Tex’s honesty shocked the shit out of me. I continued to scan the road in front of me. Eva and the boys were one car length up ahead, cruising along.
“I can’t protect her if you’re keeping shit from me.”
“You don’t need to know what I’m not sharing for you to keep her safe.”
“You’re wrong. I need to know everything.”
“Then ask her. I’ve given you what you need to know, what’s important to the case. If you want to know more about her, ask her. She had no problem sharing everything with me. Spilled her guts with very little prompting. I think once you get her talking, you’ll find you have a lot in common with her.”
That’s what I was afraid of.
“Did she tell you that motherfucker burned Liam?”
“Yep. He has six burn marks on his arm.”
I couldn’t think of that while driving. My anger was always too close to the surface, the past always simmering, making itself known.
“What happened to Jay?”
“He’s not an issue,” Tex replied curtly.
“That’s not what I asked,” I sighed.
“It’s the only answer you’re gonna get.”
“Why are you being so sketchy? You deal with facts and solutions. Vague and elusive isn’t your normal MO.”
“I’m always elusive.” Tex muttered a few curse words before he explained, “Jay is not a threat, mainly because he’s not breathing. His operation was bullshit and easy to dismantle. The only person he was truly a threat to was Eva and those kids. He used the boys to control her. She was his ace, when he lost her, he was n
othing. That’s why he took the boys from her. He knew she’d do anything to get them back. Jay set up the meeting with Bubba’s brother. Did you know she’d already contacted the police? Eva was prepared to work with them, but then Jay hurt Liam and Eva took matters into her own hands.”
Tex wasn’t telling me anything that I didn’t already know from reading his report. Though I was pleased to know he had Jay taken out—it would save me the trouble of hunting down the asshole myself.

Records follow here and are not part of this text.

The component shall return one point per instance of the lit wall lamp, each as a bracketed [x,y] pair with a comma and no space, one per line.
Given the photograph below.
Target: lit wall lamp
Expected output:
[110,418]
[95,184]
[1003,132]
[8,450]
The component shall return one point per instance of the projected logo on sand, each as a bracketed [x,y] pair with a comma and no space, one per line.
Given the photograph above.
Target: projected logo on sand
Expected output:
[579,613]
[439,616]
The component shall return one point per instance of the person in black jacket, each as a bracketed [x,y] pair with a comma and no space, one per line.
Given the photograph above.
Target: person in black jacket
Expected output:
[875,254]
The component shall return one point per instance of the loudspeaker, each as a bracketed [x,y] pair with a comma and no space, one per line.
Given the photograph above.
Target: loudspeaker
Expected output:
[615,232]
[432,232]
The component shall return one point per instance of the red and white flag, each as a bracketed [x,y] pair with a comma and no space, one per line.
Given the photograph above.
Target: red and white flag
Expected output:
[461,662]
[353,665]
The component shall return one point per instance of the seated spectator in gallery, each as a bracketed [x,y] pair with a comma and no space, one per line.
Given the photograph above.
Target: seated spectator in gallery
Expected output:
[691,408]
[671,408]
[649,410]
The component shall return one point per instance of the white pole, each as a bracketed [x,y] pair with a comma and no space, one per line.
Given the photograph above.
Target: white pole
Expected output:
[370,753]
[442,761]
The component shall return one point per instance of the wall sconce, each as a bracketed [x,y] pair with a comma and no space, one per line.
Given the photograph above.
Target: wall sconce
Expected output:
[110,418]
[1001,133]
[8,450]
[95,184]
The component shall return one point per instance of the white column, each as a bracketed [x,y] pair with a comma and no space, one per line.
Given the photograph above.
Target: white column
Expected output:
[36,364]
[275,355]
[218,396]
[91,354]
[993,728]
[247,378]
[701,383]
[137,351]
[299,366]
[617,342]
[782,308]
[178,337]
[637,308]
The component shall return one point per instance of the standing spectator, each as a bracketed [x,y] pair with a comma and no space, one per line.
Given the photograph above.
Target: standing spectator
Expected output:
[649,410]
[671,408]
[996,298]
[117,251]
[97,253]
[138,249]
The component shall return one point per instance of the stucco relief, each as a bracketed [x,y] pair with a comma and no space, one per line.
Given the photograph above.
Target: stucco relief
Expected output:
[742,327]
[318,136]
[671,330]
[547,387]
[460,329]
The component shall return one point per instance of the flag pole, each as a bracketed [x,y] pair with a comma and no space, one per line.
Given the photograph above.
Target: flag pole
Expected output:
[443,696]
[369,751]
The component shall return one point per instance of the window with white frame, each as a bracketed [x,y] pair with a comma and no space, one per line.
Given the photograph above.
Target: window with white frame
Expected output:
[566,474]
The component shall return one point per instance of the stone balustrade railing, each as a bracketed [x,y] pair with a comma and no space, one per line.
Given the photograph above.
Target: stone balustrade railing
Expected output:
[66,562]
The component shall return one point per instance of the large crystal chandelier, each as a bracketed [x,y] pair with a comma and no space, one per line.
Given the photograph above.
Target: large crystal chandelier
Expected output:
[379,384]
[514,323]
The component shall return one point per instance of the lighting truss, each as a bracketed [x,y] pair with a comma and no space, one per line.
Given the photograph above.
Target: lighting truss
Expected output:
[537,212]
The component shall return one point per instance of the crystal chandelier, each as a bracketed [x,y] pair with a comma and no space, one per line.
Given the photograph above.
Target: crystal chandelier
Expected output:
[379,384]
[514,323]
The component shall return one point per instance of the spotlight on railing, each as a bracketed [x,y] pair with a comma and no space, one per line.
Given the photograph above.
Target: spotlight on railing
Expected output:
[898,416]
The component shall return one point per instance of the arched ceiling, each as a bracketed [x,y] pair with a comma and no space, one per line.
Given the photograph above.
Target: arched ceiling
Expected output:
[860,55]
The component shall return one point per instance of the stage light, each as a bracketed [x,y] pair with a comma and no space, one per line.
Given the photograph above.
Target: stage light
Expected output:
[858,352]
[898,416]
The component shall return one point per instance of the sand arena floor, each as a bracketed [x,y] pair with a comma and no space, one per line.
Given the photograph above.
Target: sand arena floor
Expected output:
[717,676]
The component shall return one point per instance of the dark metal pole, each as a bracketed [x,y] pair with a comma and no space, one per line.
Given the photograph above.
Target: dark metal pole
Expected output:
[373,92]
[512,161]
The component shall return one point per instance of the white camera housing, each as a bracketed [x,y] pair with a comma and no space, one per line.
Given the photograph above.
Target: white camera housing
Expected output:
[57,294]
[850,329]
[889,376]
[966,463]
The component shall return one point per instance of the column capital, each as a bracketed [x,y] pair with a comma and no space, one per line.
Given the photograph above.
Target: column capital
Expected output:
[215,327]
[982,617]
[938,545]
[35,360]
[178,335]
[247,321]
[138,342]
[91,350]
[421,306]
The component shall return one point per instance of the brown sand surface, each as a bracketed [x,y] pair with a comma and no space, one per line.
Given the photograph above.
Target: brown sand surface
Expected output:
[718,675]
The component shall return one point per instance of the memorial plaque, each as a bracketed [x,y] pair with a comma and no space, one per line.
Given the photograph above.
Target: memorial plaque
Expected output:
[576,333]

Though I have to admit, it would have been satisfying.
Nothing that Tex had said eased the knot in my stomach. We needed more intel on who hired Chris Peters to kill Eva.
“Where are you tracking down Peters?”
“I have a team in place. They moved in when you and Eva left her house this morning.”
“A team? Jesus. Are they in her house waiting?”
“Yes, three men are in her house, one is waiting at the airport. Peters took a flight to Florida this morning. I want to see what he does, who he contacts, and lastly if he goes directly to her house or if it takes him a while to find her.”
“Christ, Tex, that’s her home. Her kids live there. She’d go through the fucking roof if she knew a team was in there.”
“Then don’t tell her. And you know they wouldn’t be in there unless that’s where I need them to be. All of this should be over in a few days, maybe less.”
Thank God for that.
“Keep me informed. Brooks is lining up our hotel and I’ll have the rest of our trip plotted out by this evening.”
“Copy that.”
Tex was gone, the music was back on, and my mind was racing. Christ, Tex and his secrets. Eva and her unwillingness to cooperate. Between the two of them, they were making this mission damn harder than it should’ve been. But the fuck of it was, I’d given in to Eva. She’d come up with the cover story, the one we were going to use when I just happen to see them at the museum. The truth would’ve been easier, however her need to keep the danger she was in a secret was tangible. I felt the desperation rolling off of her.
Damn, but the woman was trying her best to give her boys normal after all they’d been through. I couldn’t tell her no. Just like I couldn’t stop wondering what it would’ve been like if my mother, after all the ways she’d fucked up, had tried to make it right. If it would’ve made a difference. Would the outcome of my childhood been different? Would I have forgiven her?